Nelson, Katherine (2007). Young minds in social worlds, Chapter 1. Cambridge, MA: Harvard University Press.
Competing Metaphors and Conceptions of the Developing Child
1. Piaget - "epistemic child":the child seeking knowl edge of how the world is structured and, in the process, constructing the structure of his own mind.
2. Vygotsky - "cultural historical child": this child, unlike the epistemic child, is thoroughly social, situated
in a specific historical context and within a culture that might or
might not nurture the mind through facilitative processes of
3. The very young are "little scientists" or "child as theorists": children are said to be born with theories that guide their knowledge
gathering but that the theories are subject to revision in light of new data
Problems with these models:
1. they do not account for biology or culture
2. doesn't acknowledge outside influences
3. children are not machines nor do they think like adults
Learning is viewed as ways in which the child comes to be conscious of more and more sources of meaning and to discriminate among them. Eventually, children accept things as meaningful that they would not have at an earlier point in development.

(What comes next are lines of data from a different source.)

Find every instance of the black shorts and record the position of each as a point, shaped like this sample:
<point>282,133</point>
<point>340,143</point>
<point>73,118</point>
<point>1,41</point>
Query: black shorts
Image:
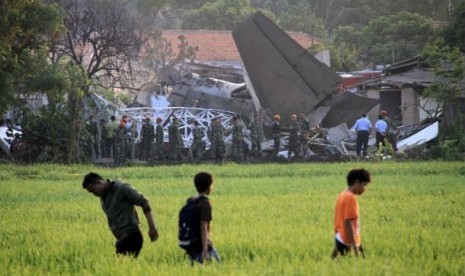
<point>344,249</point>
<point>130,244</point>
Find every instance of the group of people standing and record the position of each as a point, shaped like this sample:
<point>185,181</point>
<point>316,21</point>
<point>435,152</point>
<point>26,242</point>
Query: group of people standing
<point>115,139</point>
<point>384,130</point>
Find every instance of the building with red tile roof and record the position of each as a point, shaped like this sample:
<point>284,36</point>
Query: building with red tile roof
<point>219,45</point>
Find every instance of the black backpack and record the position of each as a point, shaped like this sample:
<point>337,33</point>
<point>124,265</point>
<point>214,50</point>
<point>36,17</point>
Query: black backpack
<point>189,235</point>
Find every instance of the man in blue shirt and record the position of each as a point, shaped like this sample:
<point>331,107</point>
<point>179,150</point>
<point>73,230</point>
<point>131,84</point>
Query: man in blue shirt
<point>363,128</point>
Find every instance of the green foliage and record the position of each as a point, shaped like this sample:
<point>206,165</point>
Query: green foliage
<point>217,15</point>
<point>296,18</point>
<point>267,220</point>
<point>448,66</point>
<point>454,34</point>
<point>393,38</point>
<point>25,28</point>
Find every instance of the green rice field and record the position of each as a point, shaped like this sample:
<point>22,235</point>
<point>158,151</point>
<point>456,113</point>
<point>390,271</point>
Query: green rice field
<point>269,219</point>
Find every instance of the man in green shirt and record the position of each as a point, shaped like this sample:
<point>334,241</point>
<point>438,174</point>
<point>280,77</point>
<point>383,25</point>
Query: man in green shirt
<point>118,200</point>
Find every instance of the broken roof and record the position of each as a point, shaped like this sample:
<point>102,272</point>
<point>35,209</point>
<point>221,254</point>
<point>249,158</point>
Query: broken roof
<point>217,45</point>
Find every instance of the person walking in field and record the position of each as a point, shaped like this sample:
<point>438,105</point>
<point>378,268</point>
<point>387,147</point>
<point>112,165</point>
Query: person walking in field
<point>194,222</point>
<point>347,217</point>
<point>118,200</point>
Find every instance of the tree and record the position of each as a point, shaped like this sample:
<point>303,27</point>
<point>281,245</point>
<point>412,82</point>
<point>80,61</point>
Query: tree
<point>389,39</point>
<point>447,64</point>
<point>103,38</point>
<point>217,15</point>
<point>25,29</point>
<point>454,34</point>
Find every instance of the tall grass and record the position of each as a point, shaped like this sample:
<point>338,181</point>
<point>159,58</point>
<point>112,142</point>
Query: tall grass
<point>269,219</point>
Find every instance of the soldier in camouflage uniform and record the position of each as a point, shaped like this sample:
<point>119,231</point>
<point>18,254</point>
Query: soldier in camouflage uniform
<point>175,140</point>
<point>294,139</point>
<point>256,136</point>
<point>215,135</point>
<point>237,148</point>
<point>197,146</point>
<point>304,125</point>
<point>159,136</point>
<point>147,134</point>
<point>120,144</point>
<point>276,134</point>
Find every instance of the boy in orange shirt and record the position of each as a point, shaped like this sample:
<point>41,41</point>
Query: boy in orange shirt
<point>346,216</point>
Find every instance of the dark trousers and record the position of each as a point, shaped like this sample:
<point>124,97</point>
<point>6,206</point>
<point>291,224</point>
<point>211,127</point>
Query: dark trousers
<point>362,142</point>
<point>343,249</point>
<point>131,244</point>
<point>379,139</point>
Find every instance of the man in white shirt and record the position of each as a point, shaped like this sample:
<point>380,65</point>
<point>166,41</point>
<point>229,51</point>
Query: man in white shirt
<point>363,128</point>
<point>381,130</point>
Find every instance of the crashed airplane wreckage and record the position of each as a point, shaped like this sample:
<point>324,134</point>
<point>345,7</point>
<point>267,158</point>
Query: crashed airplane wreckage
<point>281,77</point>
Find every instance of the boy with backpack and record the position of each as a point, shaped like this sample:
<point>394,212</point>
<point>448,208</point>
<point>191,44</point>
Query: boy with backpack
<point>194,222</point>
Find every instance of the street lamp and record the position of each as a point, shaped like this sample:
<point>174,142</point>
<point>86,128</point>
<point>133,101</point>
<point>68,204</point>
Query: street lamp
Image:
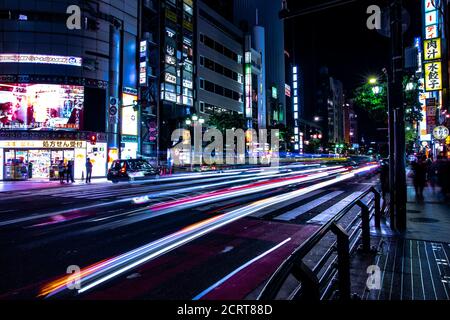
<point>376,90</point>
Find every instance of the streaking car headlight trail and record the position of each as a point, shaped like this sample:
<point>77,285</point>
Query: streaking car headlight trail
<point>101,272</point>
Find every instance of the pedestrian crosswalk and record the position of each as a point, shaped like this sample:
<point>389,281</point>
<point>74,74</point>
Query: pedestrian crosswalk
<point>316,210</point>
<point>291,215</point>
<point>329,213</point>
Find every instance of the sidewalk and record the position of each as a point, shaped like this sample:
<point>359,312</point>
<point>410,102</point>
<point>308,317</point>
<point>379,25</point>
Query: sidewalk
<point>414,265</point>
<point>9,186</point>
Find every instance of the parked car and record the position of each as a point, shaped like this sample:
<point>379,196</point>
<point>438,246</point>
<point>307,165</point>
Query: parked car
<point>130,169</point>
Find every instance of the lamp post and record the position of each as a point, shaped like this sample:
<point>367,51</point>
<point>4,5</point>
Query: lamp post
<point>194,121</point>
<point>158,110</point>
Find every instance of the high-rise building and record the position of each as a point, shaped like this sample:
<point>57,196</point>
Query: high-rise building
<point>264,13</point>
<point>67,71</point>
<point>167,64</point>
<point>220,62</point>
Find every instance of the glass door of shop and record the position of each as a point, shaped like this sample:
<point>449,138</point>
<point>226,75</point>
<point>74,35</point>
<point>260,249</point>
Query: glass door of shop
<point>40,163</point>
<point>15,166</point>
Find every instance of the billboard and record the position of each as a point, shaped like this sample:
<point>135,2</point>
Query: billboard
<point>40,106</point>
<point>129,115</point>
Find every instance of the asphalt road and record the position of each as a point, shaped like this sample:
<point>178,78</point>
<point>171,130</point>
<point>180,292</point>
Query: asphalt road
<point>194,236</point>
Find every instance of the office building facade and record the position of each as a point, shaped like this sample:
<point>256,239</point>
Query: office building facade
<point>65,67</point>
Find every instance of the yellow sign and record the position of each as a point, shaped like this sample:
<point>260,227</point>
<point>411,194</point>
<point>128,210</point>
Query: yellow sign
<point>171,15</point>
<point>432,49</point>
<point>433,76</point>
<point>43,144</point>
<point>187,25</point>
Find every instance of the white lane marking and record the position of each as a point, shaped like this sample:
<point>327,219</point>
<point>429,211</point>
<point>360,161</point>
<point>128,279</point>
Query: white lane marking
<point>291,215</point>
<point>113,267</point>
<point>262,213</point>
<point>326,215</point>
<point>157,194</point>
<point>218,283</point>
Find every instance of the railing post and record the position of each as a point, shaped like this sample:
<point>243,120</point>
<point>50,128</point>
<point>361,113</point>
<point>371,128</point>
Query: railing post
<point>377,198</point>
<point>343,250</point>
<point>365,225</point>
<point>309,281</point>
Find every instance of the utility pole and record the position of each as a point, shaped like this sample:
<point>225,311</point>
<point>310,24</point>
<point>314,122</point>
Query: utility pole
<point>391,129</point>
<point>397,110</point>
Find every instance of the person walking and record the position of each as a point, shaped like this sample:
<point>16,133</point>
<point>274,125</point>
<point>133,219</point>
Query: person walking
<point>30,170</point>
<point>61,171</point>
<point>88,170</point>
<point>419,178</point>
<point>384,178</point>
<point>70,172</point>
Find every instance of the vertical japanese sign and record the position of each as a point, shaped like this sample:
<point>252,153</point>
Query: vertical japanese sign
<point>143,63</point>
<point>432,66</point>
<point>432,49</point>
<point>433,76</point>
<point>298,138</point>
<point>248,84</point>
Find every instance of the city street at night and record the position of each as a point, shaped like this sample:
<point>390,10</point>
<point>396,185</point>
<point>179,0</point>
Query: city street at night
<point>229,159</point>
<point>171,231</point>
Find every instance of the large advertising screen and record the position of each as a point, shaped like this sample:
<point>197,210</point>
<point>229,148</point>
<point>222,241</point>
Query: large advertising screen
<point>40,106</point>
<point>129,115</point>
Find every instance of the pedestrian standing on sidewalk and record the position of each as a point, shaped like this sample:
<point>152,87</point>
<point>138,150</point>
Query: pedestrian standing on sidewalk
<point>384,178</point>
<point>419,178</point>
<point>88,170</point>
<point>61,171</point>
<point>70,172</point>
<point>30,170</point>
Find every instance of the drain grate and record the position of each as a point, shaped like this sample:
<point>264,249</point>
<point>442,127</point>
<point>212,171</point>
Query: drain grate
<point>424,220</point>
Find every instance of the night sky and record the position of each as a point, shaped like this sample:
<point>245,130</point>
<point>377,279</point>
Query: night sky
<point>339,39</point>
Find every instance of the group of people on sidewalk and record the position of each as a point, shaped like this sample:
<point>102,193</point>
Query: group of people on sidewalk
<point>424,171</point>
<point>66,171</point>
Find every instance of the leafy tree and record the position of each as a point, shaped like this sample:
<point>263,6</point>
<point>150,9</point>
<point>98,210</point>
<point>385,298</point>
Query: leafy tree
<point>224,121</point>
<point>373,99</point>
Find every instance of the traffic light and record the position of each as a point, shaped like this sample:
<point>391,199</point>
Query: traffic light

Memory is the conservation, organization and transformation of meaning. Children learn how conserve, organize and transform experiences that have meaning and significant in increasingly complex ways.
We are driven by two major motivations: to make sense and to make relationships. Gathering meaning from experience helps us with these two goals.
What we find as meaningful is affected by many things including our surroundings, culture, past experiences.
Nelson proposes a hybrid mind framework of different levels of consciousness. It differs from Piaget's stage theory in that all levels, once achieved, coexist. In stage theory, one doesn't revert to earlier levels once later levels are achieved.
One nice thing about Nelson's hybrid mind theory is that it easily incorporates other theories as mechanisms or process to explain what is going on at any given level.